The remains of the largest so far identified medieval Nubian sanitary complex -commonly toilets-  were found adjoining the walls of a monastery in al-Ghazali in northern Sudan, during a three-month mission held on the site by Polish archaeologists. The mission also found a large number inscriptions as well as drawings on the walls of one of the monastery’s two churches.

The medieval monastery of al-Ghazali is one of two well-known places of worship in medieval Nubia located outside the Nile Valley. Located in Wadi Abu Dom, the valley crossing the Bajuda desert (once a busy trade route in the north-eastern Africa), the monastery can be compared in size and prosperity to Byzantine imperial foundations, such as the famous monastery of St. Catherine in Sinai. To date, Polish archaeologists have discovered two temples: a larger stone North Church and a smaller South Church built of mud bricks.

This year, excavations took place east of one of the two medieval churches, with the archaeologists hoping to excavate a burial site, as happens in most Byzantine monasteries. Instead, they were in for a big surprise.

“Along the east wall of the monastery we dug out a row of 15 toilets. However it may sound and look, it is an important discovery. Nowhere else in Nubia has such a large sanitary complex been discovered”,  states Dr. Artur Obłuski from the University of Chicago, who leads the expedition.

Not only the complex is unique but also very luxurious for its time, as it seems to have provided its uders with the intimacy they needed! Almost just like modern public latrines, each toilet was at the end a room in the shape of an elongated rectangle. Their position was paralleled by the erchaeologists with what had been applied in interwar Polish housing estates. However, it is intriguing to think that such a care would be a luxury for the modern Sudanese.

Aside of the toilets, conservators working on cleaning and protection of plaster on the 7th c. AD North church, managed to recover remains of decoration imitating the arrangement of wall stones on the plaster.”By removing a thick layer of mud, we restored part of the original appearance of the church, which is now glowing white from a distance. The glow of light reflected in the African sun is so blinding that we could work on the south wall only in early morning or late afternoon”, described Cristobal Calaforra-Rzepka, head of the conservation work.

Still, the clearance also uncovered a large number of inscriptions through which hints of the monks’ life and beliefs come to life. Epigraphy expert Dr. Grzegorz Ochała from the University of Warsaw states that many inscriptions reflect the importance of the cult of angels at al-Ghazali, something paralleled with what we see from other Medieval places in Nubia.

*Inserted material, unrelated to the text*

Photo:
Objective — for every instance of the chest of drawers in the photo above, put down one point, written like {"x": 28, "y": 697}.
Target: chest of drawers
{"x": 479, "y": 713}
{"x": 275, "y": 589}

Apart from having identified the manes of the four archangels (Michael, Gabriel, Raphael and Uriel), Dr. Ochała has identified names of monks which are angel-related : the name of Monk Angelophoros, for example, has been recorded inscribed on a ceramic bowl.

“Apparently the Nubians wanted powerful celestial Generals to watch over them in all, even the most mundane situations and activities”, explains Dr. Ochala.